The Dallas Mavericks are the last team to have ousted the Miami Heat from the NBA playoffs. As we all know, Dirk Nowitzki and the Mavs bested LeBron James and the Heat in six games in the 2011 NBA Finals, clinching their first championship on Miami’s home floor. Although that series was Nowitzki’s finest moment, it also inspired James to drastically transform his game. He’s never been the same since.
Friday night, Nowitzki was in town again, and although the Mavs are a diminished team these days, the game still holds symbolic importance. Nowitzki had one of his best games of the season and sparked the trailing Mavs to a furious late rally. With just over two minutes left, Nowitzki flashed some classic Dirk moves, fooled Chris Bosh, and drained a long jumper, suddenly trimming the Heat lead to one.

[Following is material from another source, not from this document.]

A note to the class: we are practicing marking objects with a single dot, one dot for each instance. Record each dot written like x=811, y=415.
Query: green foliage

On the ensuing possession, perhaps the most important in the entire game, LeBron James decided to remind everyone, including Nowitzki, that it was no longer 2011. He debuted a new, pitch-perfect imitation in a very symbolic way. James used Dirk’s signature step-back move to score a huge basket against Dirk’s very own team. Maybe it was a tribute, or maybe it was just a fadeaway, but James launched backward off of his left leg and raised up the bent knee of his right, casting a silhouette that is iconic from Fort Worth to Berlin. The result was one of the highlights of the night; it was vintage Nowitzki, except that it was James.
After the game, reporters asked both Erik Spoelstra and James about the shot. Both were quick to suggest that it was a tribute, and that James had learned — the hard way, of course — just how unstoppable that play could be.